DO
CARNAVAL
Episódio Nº 72
Conceição, os sentidos
satisfeitos, jogou-se para um lado. As pernas abertas, estiradas, na serenidade
de quem pôs a carne em
dia. Jerónimo puxou a coberta até ao pescoço e dispôs-se a
dormir.
Mas não perdera de todo o
vício de conversar consigo mesmo, vício que herdara do convívio com Pedro
Ticiano. E, antes de entregar-se ao sono entregou-se aos pensamentos.
Afinal, ele não traíra os
amigos. O próprio Ticiano dizia não haver defeitos nem virtudes. A questão se
resumia em saber cultivar suas virtudes como defeitos ou em rebaixar os
defeitos a virtudes.
As suas virtudes eram os
seus motivos de prazer. Demais, todos os outros haviam tentado a Felicidade.
Fracassaram, ele vencera.
E julgava, na sua
ingenuidade, que fora apenas uma questão de sorte. Não se recordará nunca mais
da frase de Ticiano: “Só os burros e os cretinos conseguem a Felicidade…”
O pior era aquela coisa
que lhe faltava. Achado aqui lo
viveria feliz toda a existência. Que coisa seria?
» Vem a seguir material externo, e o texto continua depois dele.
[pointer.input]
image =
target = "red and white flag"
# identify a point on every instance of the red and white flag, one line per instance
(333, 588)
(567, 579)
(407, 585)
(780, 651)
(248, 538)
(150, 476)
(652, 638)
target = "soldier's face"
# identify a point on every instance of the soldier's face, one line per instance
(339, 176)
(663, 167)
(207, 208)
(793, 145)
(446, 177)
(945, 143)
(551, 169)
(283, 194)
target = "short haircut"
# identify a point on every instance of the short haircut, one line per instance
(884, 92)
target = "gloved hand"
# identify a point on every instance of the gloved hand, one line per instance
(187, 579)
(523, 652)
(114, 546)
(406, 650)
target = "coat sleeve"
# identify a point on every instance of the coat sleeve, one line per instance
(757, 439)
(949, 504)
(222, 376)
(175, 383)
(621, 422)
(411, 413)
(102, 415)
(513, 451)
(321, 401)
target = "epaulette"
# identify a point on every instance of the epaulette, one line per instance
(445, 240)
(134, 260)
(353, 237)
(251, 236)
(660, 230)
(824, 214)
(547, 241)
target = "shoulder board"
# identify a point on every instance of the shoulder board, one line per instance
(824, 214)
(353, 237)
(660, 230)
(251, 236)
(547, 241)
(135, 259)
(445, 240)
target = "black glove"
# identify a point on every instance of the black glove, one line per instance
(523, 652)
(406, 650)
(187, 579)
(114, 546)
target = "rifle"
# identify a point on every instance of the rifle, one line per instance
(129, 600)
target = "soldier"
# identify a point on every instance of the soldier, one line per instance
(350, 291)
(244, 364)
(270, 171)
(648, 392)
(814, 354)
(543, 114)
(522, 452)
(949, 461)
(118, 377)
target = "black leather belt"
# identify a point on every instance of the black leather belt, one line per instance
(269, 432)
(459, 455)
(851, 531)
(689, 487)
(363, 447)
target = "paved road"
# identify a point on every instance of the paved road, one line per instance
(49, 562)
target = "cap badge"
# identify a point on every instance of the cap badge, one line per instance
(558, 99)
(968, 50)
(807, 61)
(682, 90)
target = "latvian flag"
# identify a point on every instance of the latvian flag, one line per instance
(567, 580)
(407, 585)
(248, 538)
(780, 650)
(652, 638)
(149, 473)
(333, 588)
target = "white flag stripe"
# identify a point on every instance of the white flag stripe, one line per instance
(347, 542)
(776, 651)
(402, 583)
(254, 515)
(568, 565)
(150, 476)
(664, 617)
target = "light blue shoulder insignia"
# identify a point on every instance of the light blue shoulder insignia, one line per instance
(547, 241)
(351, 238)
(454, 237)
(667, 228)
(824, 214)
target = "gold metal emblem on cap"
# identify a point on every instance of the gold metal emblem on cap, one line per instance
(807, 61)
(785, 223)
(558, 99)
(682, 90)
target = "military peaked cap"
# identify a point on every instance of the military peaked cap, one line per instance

- Nada – procurava convencer-se – não me falta
nada. Isso é o resto da influência do pessoal. O sono começava a pesar-lhe nas
pálpebras Encolheu-se mais e dormiu.
Teve um sonho estranho.
Recordou, no sonho, aquela noite em que viera da casa de Ticiano irritado.
Fizera Conceição arrancar da cabeceira da cama a imagem de Santo António.
Ela, por sinal chorara
muito…
Acordou sobressaltado. E
resolveu o problema. O que lhe faltava era a fé, a religião. Sim, talvez Deus.
Alegre, sacudiu
Conceição..
- Conceição! Amor, acorde!
A rapariga despertou estremunhada.
- Que é Jerónimo?
Sabe que amanhã é preciso
ir à missa?
- Hã?
Espantou-se. Fez uma cara
de aborrecimento (acordá-la para bulir com ela), virou-se para o outro lado e
voltou a ressonar.
- O jeito é ir mesmo…
Jerónimo benzeu-se, cobriu
a cabeça com os lençóis e dormiu o primeiro sono inteiramente feliz da sua
vida…
Os caixeiros-viajantes que
se aventuravam a romper até àquela cidadezinha do interior do Piauí deitavam
opinião sobre ela:
- Cidade sem vida, sem movimento, de gente
tola.
Tinham razão os “cometas”.
Muita razão. A cidade tipo do norte do Brasil, aquela. Falta de movimento.
Pequeno comércio entregue a árabes espertos.